Take vegetables of your choice. I often try as many as possible: tomatoes, mushrooms, peppers, sprouts, cauliflower, cabbage, leeks, red onions and garlic. If you cant go organic, wash in Activated Charcoal and then preheat your oven to 175 degrees.
The hard part is the chopping – it does take a bit of time, but if you’re doing it in bulk you’ll find it goes a long way and is worth spending a bit of time.
Once you’re chopped its easy. As above, coat the ingredients with some olive oil, add some seasoning (I avoid salt when its for my son), some herbs and some lemon juice
Roast for 30-45 minutes and you’re done!
THREE: Glutathione Fritata (promise it tastes better than it sounds!)
Eggs and cheese are other sources of Glutathione ready amino acids. This Fritata is super tasty and easy to do – another firm favourite of my son’s. Even better the joy of frittatas is that they are entirely flexible and can be built based on the ingredients you have to hand or dependent on your taste. This however is a Glutathtione special – full of all those key building blocks we need:
‘how to: Glutathione Fritata:
Take a medium sized frying pan (that can be used on the hob and put under the grill)
Take it layer by layer: the base: onion and garlic are key here (but for extra power you can add red peppers too).
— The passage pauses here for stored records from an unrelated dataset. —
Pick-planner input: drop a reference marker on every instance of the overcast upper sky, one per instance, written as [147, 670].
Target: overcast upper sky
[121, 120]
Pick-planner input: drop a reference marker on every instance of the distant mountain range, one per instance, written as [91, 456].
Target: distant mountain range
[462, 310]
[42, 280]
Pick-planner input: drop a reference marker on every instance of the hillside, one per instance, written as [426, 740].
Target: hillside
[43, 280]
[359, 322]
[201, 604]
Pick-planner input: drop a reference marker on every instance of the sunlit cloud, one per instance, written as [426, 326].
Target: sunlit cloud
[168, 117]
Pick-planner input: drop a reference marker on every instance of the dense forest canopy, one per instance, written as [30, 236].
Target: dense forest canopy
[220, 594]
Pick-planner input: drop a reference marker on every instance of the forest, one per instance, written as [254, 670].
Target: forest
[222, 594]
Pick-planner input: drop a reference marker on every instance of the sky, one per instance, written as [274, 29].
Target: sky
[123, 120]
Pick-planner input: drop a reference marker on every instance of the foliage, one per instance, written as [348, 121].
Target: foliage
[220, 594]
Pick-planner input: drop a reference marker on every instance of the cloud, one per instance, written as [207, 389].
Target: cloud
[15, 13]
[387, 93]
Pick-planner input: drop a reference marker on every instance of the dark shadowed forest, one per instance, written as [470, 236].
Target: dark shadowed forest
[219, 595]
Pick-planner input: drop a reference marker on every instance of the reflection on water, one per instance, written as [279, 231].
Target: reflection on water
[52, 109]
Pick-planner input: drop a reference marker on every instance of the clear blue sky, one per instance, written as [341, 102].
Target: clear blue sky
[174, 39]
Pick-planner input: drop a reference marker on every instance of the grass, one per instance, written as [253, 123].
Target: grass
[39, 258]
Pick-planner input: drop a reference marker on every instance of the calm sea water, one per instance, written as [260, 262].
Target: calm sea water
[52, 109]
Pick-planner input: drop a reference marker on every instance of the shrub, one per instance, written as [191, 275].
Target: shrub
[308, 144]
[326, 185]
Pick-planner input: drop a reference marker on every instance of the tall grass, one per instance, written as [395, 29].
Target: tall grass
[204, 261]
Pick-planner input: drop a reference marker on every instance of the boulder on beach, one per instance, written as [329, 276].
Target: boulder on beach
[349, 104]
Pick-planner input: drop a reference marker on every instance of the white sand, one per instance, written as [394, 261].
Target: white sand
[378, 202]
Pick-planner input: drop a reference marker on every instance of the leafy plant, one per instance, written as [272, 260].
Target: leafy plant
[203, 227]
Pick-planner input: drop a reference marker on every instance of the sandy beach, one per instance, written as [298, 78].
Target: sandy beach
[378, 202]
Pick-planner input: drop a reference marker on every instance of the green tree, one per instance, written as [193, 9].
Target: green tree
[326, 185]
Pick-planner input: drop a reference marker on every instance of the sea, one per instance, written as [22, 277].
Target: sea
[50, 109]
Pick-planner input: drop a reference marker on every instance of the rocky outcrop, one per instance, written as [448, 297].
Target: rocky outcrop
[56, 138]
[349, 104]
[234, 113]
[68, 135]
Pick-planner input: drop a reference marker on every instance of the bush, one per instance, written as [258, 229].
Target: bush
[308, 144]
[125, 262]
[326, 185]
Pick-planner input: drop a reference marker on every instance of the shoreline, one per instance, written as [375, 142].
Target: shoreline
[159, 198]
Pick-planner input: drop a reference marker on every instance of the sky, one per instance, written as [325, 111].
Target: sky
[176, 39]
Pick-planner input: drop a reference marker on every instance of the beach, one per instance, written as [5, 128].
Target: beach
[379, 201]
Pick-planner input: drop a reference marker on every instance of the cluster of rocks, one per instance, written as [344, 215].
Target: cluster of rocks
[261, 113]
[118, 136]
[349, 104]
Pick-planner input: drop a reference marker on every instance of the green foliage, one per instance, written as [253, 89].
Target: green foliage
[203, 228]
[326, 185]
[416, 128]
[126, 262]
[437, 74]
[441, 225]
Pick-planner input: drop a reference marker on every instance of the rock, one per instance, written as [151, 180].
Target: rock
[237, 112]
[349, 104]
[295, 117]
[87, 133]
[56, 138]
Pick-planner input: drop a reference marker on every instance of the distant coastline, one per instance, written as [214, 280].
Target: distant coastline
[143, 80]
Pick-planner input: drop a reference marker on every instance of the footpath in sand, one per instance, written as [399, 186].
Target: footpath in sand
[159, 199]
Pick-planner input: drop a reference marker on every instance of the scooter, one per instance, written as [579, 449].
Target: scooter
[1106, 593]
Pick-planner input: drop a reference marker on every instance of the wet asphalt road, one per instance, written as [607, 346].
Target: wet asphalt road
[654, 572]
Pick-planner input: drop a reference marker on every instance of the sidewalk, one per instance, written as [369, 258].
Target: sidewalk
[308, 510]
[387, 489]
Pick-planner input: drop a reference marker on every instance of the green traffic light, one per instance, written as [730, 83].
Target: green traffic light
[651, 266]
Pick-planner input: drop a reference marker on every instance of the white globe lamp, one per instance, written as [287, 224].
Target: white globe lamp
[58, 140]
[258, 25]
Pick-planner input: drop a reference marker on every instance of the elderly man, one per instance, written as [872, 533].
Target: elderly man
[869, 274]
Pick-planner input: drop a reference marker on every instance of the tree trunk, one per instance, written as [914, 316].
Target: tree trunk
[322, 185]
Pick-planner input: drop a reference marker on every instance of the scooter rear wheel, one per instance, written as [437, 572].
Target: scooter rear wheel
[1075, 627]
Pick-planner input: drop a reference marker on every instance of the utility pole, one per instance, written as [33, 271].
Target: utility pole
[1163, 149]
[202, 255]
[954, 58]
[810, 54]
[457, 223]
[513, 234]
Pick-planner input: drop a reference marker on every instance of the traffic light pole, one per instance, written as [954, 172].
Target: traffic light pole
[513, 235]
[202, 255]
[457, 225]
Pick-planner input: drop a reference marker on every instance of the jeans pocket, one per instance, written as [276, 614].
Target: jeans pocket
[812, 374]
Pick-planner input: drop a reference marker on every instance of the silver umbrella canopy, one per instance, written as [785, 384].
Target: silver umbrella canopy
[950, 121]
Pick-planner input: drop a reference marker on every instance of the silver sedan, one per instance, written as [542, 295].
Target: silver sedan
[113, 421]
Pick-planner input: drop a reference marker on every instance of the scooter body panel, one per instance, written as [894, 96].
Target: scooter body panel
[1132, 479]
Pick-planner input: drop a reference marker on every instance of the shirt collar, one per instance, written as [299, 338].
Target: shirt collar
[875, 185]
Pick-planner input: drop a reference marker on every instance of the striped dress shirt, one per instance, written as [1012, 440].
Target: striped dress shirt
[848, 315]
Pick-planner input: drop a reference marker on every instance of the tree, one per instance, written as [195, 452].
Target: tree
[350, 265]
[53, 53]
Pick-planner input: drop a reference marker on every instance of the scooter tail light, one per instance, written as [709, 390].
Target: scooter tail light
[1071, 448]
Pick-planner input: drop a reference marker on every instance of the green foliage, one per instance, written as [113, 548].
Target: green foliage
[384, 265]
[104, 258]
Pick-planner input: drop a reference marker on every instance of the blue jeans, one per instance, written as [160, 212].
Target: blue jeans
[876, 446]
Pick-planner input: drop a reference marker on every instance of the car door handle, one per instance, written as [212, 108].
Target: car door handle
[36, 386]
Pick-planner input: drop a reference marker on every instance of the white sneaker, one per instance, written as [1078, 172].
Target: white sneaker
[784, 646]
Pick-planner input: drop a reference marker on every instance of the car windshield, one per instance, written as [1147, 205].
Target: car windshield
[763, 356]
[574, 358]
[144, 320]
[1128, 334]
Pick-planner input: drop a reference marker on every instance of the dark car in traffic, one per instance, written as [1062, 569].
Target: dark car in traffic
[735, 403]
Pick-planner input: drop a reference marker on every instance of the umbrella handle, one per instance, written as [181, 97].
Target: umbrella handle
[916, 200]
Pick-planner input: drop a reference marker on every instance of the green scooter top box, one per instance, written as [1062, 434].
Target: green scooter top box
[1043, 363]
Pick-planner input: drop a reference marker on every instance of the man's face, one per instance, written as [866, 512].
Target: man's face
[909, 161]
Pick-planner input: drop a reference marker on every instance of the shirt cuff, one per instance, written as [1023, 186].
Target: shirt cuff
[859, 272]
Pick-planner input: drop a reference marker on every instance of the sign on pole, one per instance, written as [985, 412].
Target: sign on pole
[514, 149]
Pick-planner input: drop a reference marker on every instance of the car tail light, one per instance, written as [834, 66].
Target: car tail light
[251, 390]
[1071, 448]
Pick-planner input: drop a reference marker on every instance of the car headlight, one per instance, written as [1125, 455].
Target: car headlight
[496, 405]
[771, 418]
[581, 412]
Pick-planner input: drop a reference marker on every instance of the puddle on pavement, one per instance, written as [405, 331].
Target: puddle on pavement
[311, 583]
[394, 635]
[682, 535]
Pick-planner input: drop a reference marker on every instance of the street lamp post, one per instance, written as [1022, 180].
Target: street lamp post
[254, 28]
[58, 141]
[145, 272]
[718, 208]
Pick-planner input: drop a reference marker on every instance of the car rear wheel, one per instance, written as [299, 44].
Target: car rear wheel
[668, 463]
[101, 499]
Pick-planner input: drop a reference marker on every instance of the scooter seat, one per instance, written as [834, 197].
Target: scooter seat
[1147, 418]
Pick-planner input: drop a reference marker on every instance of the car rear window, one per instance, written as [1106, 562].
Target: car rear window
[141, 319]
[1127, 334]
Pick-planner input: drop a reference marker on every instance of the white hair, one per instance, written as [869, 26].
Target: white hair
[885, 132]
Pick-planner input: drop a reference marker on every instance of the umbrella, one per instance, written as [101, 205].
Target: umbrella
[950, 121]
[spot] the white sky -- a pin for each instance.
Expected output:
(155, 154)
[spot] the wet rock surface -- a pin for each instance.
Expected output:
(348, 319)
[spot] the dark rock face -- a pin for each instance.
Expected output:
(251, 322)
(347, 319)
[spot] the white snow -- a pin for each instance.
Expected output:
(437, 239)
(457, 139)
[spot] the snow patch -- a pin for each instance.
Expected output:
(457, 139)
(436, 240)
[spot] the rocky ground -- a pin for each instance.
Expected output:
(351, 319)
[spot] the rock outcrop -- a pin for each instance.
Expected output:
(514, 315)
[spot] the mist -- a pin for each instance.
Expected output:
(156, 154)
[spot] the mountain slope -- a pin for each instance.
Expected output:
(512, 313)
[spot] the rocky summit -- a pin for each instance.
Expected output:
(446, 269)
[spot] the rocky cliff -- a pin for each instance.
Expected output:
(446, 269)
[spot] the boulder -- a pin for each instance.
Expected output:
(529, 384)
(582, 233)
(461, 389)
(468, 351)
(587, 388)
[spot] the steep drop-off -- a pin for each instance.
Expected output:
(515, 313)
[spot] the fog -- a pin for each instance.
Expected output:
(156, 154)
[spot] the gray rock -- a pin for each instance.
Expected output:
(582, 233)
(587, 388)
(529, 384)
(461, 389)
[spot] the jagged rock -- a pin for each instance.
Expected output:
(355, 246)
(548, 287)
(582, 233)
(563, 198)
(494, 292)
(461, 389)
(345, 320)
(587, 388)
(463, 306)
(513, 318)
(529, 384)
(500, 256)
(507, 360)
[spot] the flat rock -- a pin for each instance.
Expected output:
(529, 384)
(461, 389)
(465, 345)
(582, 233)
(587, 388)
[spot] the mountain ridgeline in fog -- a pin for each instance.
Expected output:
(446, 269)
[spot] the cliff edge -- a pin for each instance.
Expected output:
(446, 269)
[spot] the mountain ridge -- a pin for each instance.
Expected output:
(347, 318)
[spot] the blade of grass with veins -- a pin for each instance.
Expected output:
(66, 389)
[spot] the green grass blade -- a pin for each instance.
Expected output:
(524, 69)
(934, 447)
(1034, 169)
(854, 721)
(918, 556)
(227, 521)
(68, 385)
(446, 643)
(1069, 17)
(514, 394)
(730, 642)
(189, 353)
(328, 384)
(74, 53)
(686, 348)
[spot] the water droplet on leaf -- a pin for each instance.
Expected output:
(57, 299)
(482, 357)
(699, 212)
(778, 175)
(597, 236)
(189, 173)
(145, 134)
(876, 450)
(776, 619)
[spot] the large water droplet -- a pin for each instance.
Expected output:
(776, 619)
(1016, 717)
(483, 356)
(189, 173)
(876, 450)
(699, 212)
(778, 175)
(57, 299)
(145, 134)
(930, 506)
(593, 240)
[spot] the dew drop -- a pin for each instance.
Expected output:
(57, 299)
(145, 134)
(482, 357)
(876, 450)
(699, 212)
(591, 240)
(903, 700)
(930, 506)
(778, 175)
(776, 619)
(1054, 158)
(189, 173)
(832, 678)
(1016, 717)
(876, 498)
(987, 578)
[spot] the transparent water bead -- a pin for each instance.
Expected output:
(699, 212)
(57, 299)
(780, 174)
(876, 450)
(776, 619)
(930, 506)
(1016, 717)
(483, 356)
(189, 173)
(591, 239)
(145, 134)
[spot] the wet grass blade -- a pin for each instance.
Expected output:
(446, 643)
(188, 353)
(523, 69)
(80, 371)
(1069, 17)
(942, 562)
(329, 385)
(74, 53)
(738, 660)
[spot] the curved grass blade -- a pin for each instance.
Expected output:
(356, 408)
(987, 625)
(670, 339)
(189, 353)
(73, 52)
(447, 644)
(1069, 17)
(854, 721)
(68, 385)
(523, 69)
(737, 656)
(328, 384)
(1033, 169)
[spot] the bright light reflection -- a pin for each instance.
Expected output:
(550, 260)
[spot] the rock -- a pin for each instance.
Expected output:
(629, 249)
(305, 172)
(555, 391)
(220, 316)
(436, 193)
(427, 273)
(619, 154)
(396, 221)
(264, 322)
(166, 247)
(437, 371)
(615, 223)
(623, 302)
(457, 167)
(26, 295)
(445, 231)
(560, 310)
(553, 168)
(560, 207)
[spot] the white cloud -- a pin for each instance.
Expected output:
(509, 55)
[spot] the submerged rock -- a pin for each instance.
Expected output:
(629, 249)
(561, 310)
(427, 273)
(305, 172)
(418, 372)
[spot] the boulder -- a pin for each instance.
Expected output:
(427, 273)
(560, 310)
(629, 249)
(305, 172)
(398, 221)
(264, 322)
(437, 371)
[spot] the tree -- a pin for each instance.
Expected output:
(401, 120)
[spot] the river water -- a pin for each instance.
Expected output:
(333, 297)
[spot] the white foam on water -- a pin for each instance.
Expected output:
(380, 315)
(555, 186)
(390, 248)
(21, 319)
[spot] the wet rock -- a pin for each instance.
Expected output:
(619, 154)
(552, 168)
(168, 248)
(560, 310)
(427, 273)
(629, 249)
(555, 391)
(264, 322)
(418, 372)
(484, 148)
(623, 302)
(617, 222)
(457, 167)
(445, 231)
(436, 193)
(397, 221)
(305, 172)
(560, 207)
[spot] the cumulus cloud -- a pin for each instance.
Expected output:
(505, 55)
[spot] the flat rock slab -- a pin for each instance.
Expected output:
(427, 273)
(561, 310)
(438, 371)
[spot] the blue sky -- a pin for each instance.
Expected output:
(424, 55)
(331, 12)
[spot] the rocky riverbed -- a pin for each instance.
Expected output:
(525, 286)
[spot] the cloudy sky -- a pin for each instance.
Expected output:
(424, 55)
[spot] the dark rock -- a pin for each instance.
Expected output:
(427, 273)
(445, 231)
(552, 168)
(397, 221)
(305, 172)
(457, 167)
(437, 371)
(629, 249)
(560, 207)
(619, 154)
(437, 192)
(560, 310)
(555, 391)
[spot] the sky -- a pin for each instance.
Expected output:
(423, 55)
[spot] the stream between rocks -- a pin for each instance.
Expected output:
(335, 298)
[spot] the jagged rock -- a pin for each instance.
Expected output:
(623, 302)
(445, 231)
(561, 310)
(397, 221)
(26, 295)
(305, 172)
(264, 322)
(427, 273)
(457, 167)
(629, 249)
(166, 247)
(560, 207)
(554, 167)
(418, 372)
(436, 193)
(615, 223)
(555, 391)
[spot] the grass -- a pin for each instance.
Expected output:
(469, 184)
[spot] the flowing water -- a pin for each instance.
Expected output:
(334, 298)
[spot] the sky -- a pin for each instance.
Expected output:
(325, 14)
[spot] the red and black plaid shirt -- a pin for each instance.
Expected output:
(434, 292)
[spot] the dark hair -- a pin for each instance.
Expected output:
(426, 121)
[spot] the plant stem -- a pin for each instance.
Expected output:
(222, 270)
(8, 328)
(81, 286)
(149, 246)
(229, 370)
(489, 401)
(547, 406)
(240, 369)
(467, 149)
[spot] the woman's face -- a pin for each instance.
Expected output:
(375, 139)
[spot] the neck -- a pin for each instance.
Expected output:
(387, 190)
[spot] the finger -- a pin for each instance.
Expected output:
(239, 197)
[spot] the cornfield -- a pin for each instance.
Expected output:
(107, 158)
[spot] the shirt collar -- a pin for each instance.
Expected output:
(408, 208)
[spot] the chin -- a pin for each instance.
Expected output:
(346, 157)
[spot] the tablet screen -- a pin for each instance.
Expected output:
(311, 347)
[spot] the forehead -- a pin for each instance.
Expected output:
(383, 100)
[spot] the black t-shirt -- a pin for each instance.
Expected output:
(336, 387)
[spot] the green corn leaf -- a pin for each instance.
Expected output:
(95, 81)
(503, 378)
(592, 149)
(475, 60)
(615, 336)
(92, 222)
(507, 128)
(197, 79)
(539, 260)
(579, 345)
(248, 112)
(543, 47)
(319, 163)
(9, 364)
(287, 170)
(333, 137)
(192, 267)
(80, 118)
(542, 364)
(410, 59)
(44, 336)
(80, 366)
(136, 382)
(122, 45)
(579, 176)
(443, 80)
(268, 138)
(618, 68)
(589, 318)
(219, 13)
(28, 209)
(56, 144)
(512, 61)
Prebiotic leeks also make a nice addition. You want two to three handfuls.
Chop them in strips (if you like texture) or more finely if not.
Next is the green veg layer: chop brocolli, cauliflower and asparagus and gently steam. Shred cabbage and sprouts and remove the stalks from the kale. Again, another couple of handfuls.
Crack six eggs in to a bowl and season.
For the topping: grate or crumble a handful of cheese (Parmesan, cheddar or feta)
Preheat the grill to a medium heat and add a tablespoon of oil to the pan – add the onions and garlic and pan fry until softened – next add the base later ingredients and cook for another few minutes until golden and smelling delish. Then gradually add the rest until soft and slightly reduced. You can also add some spinach here and warm until wilted.
Next pour over the eggs – you want this to cover the veg – if it doesnt just make/add more!
Heat gently until the frittata is starting to set around the edges and you can see the base cooking through – the top will still be liquid.
Scatter over the cheese then slide the pan under the grill – keep a close eye on it as it cooks – you’re looking for a golden, puffed up top with no areas of uncooked egg with edges starting to come away from the side of the pan.
Remove and enjoy!
This article is for informational purposes only. This article is not, nor is it intended to be, a substitute for professional medical advice, diagnosis, or treatment and should never be relied upon for specific medical advice. The information on this website has been developed following years of personal research and from referenced and sourced medical research. Before making any changes we strongly recommend you consult a healthcare professional before you begin.